The Uses This interview with Mike Hoye is the best in a while.
I spend a lot of time thinking about durable design, personal agency, the idea of resilient individuality and the right to repair. Utility and flexibility are at top of my list of concerns; I try to meet them without falling into the creeping 'tactical' fetishism that seems to be the preferred way to sell power-fantasy junk to this generation's lost boys, and that means spending a lot of time thinking critically about who I want to be and why. Through that lens, the ability to fix your tools at all - the right to, the ability to, the access to - is tightly bound to ideas of customization and personalization, of being able to tailor things to your needs instead of tailoring yourself to somebody else's. Your tools can't be an extension of yourself and your values unless you taken the time to understand both.

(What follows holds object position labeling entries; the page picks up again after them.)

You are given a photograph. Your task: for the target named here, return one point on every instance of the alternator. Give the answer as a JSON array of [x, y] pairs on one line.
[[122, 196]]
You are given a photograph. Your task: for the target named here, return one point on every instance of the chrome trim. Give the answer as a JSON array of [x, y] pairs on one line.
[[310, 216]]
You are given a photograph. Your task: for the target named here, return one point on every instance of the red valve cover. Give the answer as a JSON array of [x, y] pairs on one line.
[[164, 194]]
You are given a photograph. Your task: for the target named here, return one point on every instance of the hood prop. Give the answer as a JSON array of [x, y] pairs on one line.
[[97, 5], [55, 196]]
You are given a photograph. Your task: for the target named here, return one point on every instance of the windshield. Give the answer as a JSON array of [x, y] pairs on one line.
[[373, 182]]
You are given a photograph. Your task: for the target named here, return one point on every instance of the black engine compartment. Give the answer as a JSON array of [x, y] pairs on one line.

But to my ongoing surprise, this machine is kind of great. It took a few tries and bit of getting used to but somehow, now that I've spun up the Windows Subsystem for Linux and tweaked a few settings, this laptop - that I say again, was manufactured by Microsoft and runs Windows 10 and here we all are in the upside-down - is somehow the best unixy laptop I've ever used.I was going to say "Linux laptop", but the prospect of obligating someone to say "actually you mean GNU/ntoskrnl.exe" through gritted teeth is too much even for me.